その一撃は、城壁を容易く切り裂き、崩壊寸前の状態にしてしまっている。
そのとき、またしてもリナのアイデアがひらめいたらしかった。
「そうはさせないよ!」
リナは踊りながら叫んだ。
「ダンス!」
リナの周囲に、奇妙な音楽が流れ出し、ギルバートの巨体が軽快なリズムに合わせて動き始めた。

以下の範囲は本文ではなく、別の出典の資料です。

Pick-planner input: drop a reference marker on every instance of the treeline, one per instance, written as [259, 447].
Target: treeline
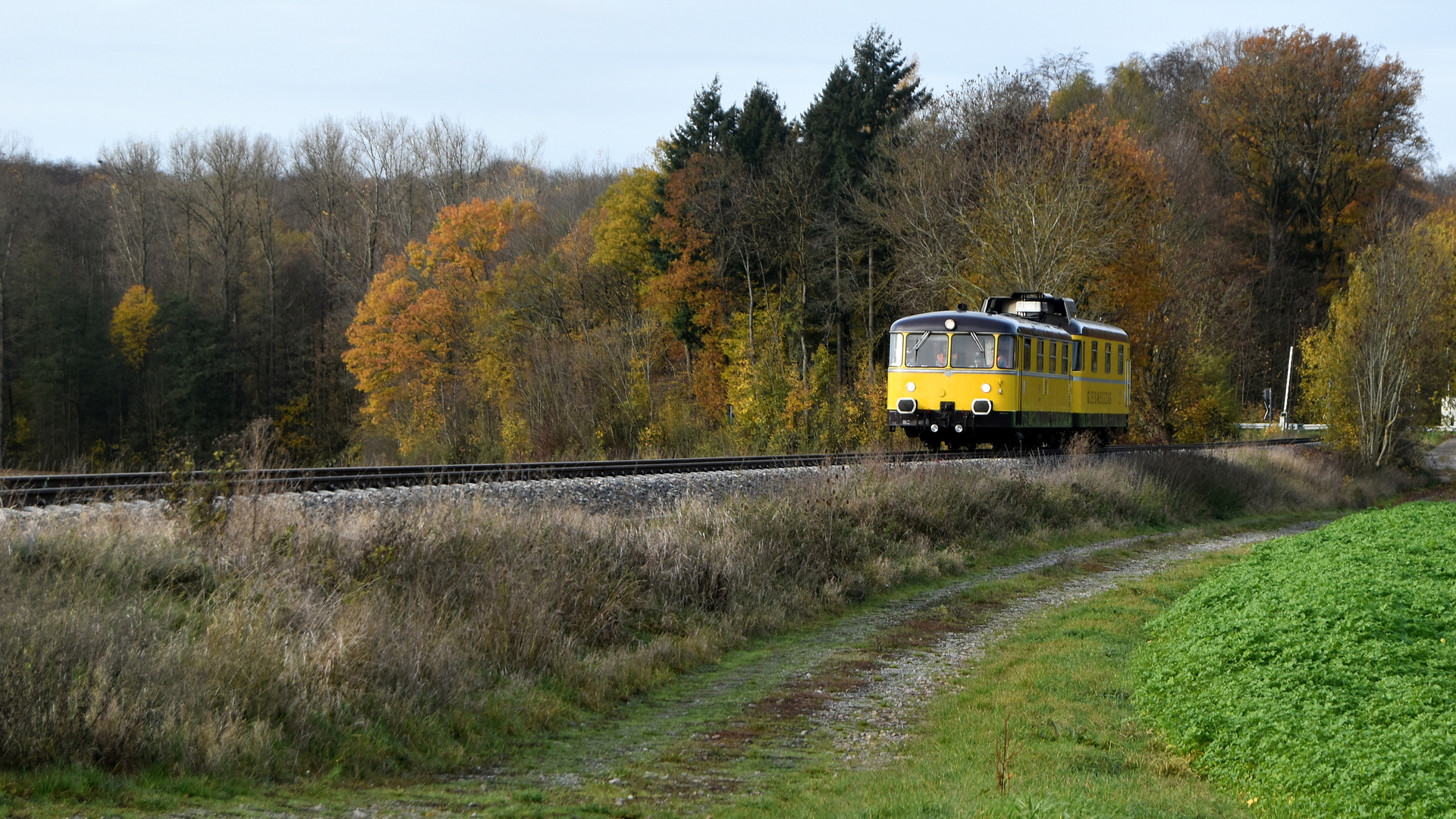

そして、その巨大な鎌を振りながら、奇妙なダンスを踊り始めた。
カマキリダンス…。
「ダンス! ダンス!」
ギルバートの体に不思議な力が加わった。
ギルバートは、鎌を振り振り、奇妙なダンスをつづけた。
巨大なカマキリが、滑稽なダンスを踊る光景は、変な夢を見ているようだった。
しかし、そのおかげで、ギルバートは鎌を振り下ろすことができなくなった。
ギルバートの鎌は、もう、こちらを襲ってくることはない。
リナのダンススキルによって、ギルバートは、完全に操られてしまったのだ。
俺は、ギルバートと対峙し、瘴気を筒状の形にして突き刺した。目に見えない筒が瘴気を飲み込むように吸収していく。
激しい嵐の後の泥濘が清掃されるように、ギルバートの周囲から瘴気が消え去っていく。
ギルバートの体から放出される瘴気は強大だったが、俺はミミズの力を借りて、少しずつ、しかし確実に瘴気を吸いあげていくのだった。